Sir Isaac Newton – Alchemist, Magician, Scientist, Color Theorist, Physics Genius, All-around Badass with Badass Wig
Only a small portion of the electromagnetic spectrum is visible to us. Sir Isaac Newton broke the visible portion down even further as an attempt to describe all the possible colors that we see. In third grade we learn that the visible spectrum can be remembered using Roy G. Biv–which must be the strangest mnemonic device ever created–and includes red, orange, yellow, green, blue, indigo, and violet. Black is the absence of light, white is the presence of all colors in the color spectrum. There are a couple shortcomings in thinking about color in this way.
First, who really knows what indigo is? Some have claimed that Newton organized and labeled his color spectrum to include seven colors, the holiest of numbers, in order to avoid criticism from the church. That seems likely, given that indigo seems to occupy only a small part of the gradient compared with other hues. Thus, many now list the visible spectrum as Roy G Bv. But what about cyan? And what about that bright looking color
Μagenta?
Magenta and cyan make up half of the four inks (cyan, magenta, yellow and black) used to print almost all of the printed material in the world. Furthermore, cyan and magenta are prominently represented in the additive color system that powers the computer or phone screen you are currently reading. But magenta is nowhere to be found on the traditional grade school color wheels. And what about Newton’s color spectrum? Where can we place magenta on the map?
As it turns out, Magenta cannot be located on the spectrum because it does not exist on the visible spectrum. Magenta does appear in nature of course, in flowers and between the two parts of a double rainbow. But to understand why it is perceived so brightly but not in the spectrum, we need only to look to our physiology.

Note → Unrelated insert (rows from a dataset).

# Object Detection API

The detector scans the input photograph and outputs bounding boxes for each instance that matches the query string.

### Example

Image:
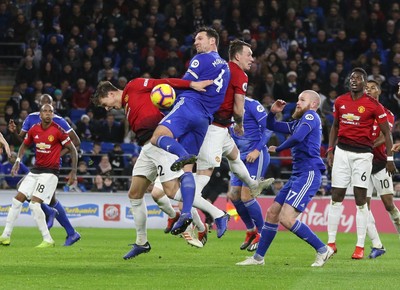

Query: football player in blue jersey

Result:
[151,27,230,235]
[8,94,81,246]
[236,90,334,267]
[228,97,272,251]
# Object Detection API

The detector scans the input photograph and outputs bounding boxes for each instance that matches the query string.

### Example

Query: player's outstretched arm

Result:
[11,143,28,177]
[65,142,78,185]
[392,143,400,152]
[0,133,11,157]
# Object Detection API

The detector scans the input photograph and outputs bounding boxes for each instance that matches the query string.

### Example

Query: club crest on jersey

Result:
[36,142,51,150]
[190,59,200,68]
[342,113,360,121]
[304,114,314,121]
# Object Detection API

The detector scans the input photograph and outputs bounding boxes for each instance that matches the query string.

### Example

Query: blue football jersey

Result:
[231,97,272,156]
[21,112,72,133]
[180,51,230,116]
[277,110,326,173]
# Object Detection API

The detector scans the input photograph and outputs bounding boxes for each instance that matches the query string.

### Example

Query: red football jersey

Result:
[122,78,190,145]
[372,107,394,163]
[24,122,71,170]
[333,93,387,149]
[214,61,249,127]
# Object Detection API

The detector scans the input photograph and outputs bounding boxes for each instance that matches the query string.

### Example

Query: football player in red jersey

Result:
[360,80,400,259]
[0,104,78,248]
[328,68,396,259]
[92,78,217,259]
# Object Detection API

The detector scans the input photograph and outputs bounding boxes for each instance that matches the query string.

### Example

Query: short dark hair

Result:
[195,26,219,47]
[351,67,368,81]
[367,79,381,89]
[229,39,251,60]
[91,81,118,106]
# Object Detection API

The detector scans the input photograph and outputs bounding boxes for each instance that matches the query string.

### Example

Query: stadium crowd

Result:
[0,0,400,194]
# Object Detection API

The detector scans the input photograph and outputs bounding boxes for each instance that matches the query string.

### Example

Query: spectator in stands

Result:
[76,114,92,141]
[310,30,332,60]
[72,79,93,110]
[96,155,114,175]
[256,73,285,99]
[324,4,345,38]
[15,56,39,86]
[1,152,29,189]
[91,174,104,192]
[11,13,30,43]
[86,142,102,170]
[100,112,124,143]
[102,175,117,192]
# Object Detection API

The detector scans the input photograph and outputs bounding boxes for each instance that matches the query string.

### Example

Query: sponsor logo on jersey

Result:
[103,203,121,222]
[304,114,314,121]
[36,142,51,150]
[190,59,200,68]
[0,202,31,217]
[378,113,387,119]
[342,113,360,121]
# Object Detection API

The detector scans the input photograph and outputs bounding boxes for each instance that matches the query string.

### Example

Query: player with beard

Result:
[328,68,396,259]
[236,90,334,267]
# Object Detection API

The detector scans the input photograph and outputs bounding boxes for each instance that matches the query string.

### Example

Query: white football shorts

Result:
[367,168,394,197]
[332,146,373,188]
[18,172,58,204]
[132,142,183,182]
[197,125,235,170]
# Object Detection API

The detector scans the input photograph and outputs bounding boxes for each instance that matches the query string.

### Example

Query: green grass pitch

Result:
[0,227,400,290]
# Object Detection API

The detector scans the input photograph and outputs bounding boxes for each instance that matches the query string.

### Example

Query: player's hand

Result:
[386,161,397,176]
[190,80,214,92]
[67,171,76,186]
[8,119,17,133]
[392,143,400,152]
[326,151,333,167]
[246,149,260,163]
[270,99,286,114]
[4,144,11,158]
[11,162,19,177]
[233,124,244,136]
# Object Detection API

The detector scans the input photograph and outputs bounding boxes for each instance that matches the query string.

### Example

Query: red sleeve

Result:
[24,129,33,146]
[150,78,191,89]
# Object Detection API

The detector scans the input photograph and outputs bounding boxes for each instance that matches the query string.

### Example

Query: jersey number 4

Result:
[214,69,225,93]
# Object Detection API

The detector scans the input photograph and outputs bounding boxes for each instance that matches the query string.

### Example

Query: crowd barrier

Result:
[0,191,400,233]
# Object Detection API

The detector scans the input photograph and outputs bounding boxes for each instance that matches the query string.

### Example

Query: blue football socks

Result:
[53,200,75,236]
[181,172,196,214]
[290,220,325,253]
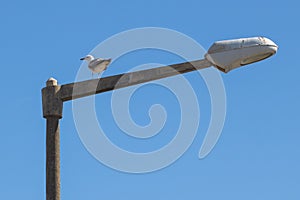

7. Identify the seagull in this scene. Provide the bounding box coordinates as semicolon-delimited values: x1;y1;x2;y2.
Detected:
80;55;111;76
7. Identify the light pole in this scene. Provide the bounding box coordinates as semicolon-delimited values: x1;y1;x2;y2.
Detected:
42;37;278;200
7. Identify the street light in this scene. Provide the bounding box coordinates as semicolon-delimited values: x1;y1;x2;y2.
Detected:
42;37;278;200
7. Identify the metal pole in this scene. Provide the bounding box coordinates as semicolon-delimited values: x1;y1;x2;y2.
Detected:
42;78;63;200
46;117;60;200
42;59;211;200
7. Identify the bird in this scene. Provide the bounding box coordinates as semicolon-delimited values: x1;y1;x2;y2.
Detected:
80;55;111;77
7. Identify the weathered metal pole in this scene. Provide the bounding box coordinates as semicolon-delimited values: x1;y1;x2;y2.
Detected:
42;59;211;200
42;78;63;200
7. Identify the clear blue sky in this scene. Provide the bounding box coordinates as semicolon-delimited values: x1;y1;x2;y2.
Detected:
0;0;300;200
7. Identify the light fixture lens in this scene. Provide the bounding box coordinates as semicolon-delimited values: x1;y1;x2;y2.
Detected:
241;52;274;66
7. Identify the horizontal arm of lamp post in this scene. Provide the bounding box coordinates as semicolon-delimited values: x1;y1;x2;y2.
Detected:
58;59;212;101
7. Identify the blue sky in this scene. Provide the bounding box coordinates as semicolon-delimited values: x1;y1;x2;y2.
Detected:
0;0;300;200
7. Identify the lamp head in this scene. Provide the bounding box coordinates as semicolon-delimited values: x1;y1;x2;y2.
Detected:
205;37;278;73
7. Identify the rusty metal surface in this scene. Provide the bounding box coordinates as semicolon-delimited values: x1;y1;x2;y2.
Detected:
58;59;212;101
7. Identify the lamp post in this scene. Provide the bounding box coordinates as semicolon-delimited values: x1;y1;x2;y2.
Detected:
42;37;278;200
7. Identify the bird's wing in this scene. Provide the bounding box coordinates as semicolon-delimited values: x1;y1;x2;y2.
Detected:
90;58;111;66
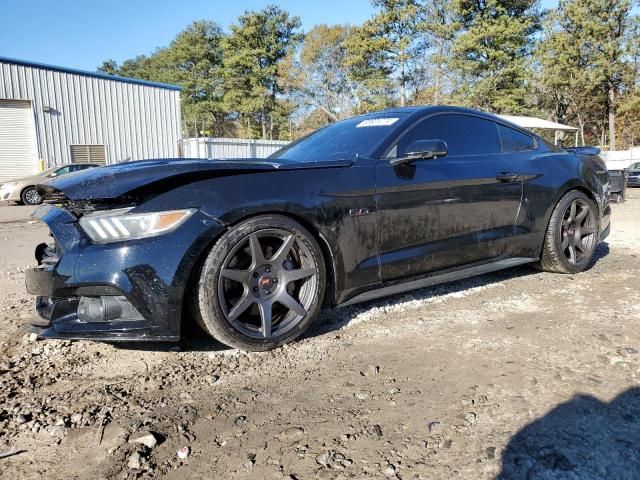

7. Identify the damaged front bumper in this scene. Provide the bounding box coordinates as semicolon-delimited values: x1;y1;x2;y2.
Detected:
26;205;223;341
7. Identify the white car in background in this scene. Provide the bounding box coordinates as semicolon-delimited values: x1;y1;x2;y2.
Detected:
0;163;100;205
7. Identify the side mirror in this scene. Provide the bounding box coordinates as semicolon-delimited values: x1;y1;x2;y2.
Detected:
565;147;600;155
391;138;449;165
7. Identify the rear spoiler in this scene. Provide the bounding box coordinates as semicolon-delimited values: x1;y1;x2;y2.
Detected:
565;147;600;155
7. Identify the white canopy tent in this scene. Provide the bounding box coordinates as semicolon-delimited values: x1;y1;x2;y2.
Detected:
498;115;578;147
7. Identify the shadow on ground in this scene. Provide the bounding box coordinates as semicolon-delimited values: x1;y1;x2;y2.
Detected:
118;243;609;352
497;388;640;480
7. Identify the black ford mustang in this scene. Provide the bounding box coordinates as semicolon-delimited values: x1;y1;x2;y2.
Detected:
26;107;610;350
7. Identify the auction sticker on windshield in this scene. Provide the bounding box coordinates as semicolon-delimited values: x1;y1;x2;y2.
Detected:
356;117;400;128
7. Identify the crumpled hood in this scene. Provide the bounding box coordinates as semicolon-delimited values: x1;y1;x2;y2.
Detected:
37;158;353;200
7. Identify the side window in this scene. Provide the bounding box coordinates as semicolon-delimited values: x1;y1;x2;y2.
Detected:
498;125;535;152
397;114;501;156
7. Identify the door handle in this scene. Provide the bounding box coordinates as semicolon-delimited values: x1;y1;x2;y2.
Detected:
496;172;519;182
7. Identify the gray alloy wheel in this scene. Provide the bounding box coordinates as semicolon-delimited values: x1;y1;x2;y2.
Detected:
538;190;598;273
560;198;596;265
196;215;325;350
20;187;42;205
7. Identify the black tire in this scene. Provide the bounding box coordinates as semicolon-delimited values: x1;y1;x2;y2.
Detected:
20;187;42;205
192;215;326;351
536;190;599;273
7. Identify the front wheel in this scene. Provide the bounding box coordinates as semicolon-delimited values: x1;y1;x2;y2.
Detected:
193;215;326;351
20;187;42;205
538;190;598;273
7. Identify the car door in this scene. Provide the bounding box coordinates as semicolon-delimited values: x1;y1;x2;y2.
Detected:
376;113;522;280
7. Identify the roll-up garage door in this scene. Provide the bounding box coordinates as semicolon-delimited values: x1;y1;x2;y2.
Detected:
0;99;38;181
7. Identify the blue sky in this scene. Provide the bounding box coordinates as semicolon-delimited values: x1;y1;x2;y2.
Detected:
0;0;556;70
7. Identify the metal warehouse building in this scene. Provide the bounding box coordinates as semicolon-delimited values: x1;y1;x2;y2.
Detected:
0;57;180;181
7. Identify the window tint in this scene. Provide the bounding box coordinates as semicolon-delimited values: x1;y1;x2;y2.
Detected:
269;113;407;162
498;125;535;152
397;114;501;156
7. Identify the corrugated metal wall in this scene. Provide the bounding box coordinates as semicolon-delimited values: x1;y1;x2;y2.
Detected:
0;61;180;166
181;137;289;159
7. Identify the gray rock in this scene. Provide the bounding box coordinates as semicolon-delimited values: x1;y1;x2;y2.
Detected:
316;452;331;465
427;421;442;433
127;452;142;469
464;412;476;425
129;431;158;448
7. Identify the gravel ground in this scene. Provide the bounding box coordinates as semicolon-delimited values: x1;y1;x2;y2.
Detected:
0;190;640;480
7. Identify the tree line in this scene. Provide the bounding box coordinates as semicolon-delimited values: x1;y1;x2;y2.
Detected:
99;0;640;150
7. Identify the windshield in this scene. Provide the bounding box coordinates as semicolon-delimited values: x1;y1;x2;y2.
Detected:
269;112;407;162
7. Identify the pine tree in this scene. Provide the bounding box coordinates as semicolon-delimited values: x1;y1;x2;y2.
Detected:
223;6;303;139
449;0;540;113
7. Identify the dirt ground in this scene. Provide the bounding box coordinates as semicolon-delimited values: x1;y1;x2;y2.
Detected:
0;190;640;480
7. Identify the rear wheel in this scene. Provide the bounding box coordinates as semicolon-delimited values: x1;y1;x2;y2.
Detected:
20;187;42;205
538;190;598;273
194;215;326;351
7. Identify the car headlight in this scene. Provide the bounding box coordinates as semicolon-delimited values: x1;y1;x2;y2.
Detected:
80;208;196;243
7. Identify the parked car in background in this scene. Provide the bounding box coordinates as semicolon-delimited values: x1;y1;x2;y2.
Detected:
627;162;640;187
0;163;100;205
26;107;611;350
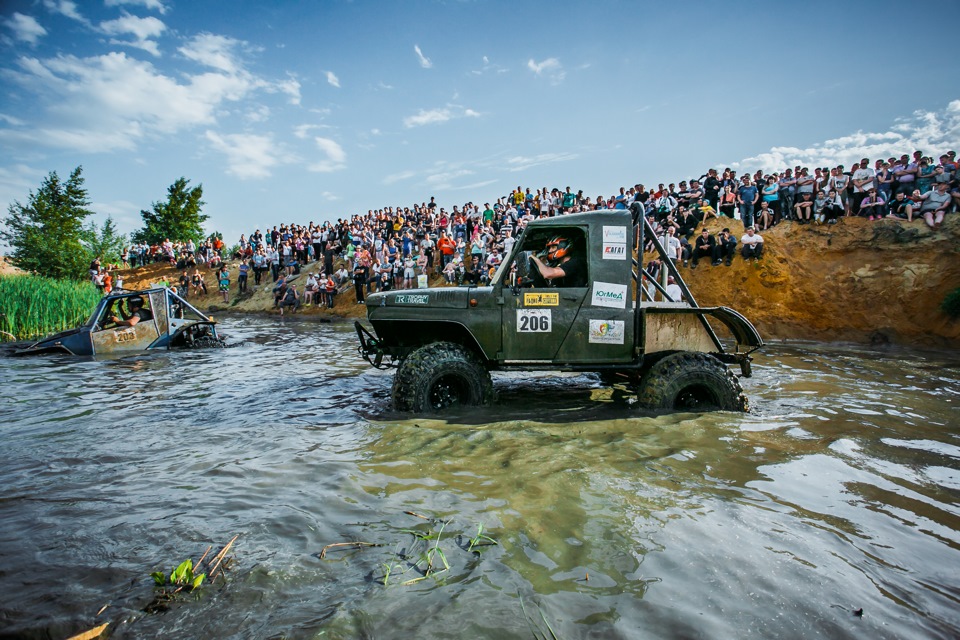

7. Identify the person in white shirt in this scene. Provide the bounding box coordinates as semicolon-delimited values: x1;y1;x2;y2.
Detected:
740;227;763;260
667;276;683;302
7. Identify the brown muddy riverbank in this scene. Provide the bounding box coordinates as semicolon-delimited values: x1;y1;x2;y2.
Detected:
118;216;960;348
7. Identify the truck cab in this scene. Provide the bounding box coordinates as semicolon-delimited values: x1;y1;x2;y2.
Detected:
356;210;763;411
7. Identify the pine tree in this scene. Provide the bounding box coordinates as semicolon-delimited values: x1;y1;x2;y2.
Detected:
133;178;208;244
0;167;93;279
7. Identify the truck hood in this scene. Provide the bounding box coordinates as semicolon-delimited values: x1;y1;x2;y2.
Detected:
366;287;477;313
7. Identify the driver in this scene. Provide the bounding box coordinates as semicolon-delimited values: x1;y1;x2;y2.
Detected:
530;236;587;287
110;296;153;327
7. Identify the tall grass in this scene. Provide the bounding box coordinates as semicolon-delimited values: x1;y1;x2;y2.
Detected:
0;275;101;340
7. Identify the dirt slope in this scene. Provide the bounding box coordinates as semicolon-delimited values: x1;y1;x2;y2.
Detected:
114;215;960;348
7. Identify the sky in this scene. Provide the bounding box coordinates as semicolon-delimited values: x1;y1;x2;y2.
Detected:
0;0;960;242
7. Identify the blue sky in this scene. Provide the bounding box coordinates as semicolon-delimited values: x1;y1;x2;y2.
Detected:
0;0;960;240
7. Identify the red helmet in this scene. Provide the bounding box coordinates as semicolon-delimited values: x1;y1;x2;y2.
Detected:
546;236;573;260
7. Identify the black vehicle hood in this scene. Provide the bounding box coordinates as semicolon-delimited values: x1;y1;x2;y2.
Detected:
366;287;476;312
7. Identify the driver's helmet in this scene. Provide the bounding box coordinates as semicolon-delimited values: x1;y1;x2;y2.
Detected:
546;236;573;260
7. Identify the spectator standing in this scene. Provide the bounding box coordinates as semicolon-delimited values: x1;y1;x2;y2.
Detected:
852;158;877;217
737;175;760;227
237;260;250;293
740;227;763;260
217;264;230;302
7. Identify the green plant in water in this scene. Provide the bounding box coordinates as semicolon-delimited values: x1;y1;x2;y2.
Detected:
940;288;960;318
0;275;102;340
467;523;499;553
150;558;207;591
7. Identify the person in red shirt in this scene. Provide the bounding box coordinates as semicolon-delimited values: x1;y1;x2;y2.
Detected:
437;231;457;269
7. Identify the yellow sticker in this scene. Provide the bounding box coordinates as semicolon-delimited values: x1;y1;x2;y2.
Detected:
523;293;560;307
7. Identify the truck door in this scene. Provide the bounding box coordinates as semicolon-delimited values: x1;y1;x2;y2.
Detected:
501;287;587;364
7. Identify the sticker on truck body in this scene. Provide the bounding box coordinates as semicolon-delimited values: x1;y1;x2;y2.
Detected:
590;282;627;309
517;309;553;333
523;293;560;307
601;226;627;260
589;320;624;344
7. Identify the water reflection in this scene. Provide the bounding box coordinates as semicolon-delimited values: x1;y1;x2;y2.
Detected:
0;318;960;638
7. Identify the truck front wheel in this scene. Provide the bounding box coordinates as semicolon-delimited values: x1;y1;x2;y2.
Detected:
393;342;493;413
638;351;747;411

We have three kinds of cones in our eyes–receptors configured to receive red, green, or blue-violet light. Ever wonder magenta and cyan are so difficult to look at for long periods of time? Magenta, cyan and yellow appear so bright to our eyes not because they contain more light, but because to perceive those colors two sets of cones are firing at once! Magenta is not a color exactly, it’s two colors–red and blue-violet at once–with a complete absence of green. Got it? One more time–magenta is only perceived psychologically when pure red and blue light mix, and green is completely absent.
Of course, all colors are perceived physiologically and not necessarily “seen”–as color blindness and the extreme differences in color perception between humans and between humans and other species reveal. If a viceroy butterfly sees millions of colors and a golden retriever sees very few, how can color be anything but a physiological phenomena? But magenta is a special case in that it is the only color which may only be perceived as a combination of two other hues.
Color harmony is generally understood as pleasing relationships between two or more colors. But put more scientifically, magenta is already and always a harmony, more akin to the way harmony works music–the perception of multiple wavelengths at once!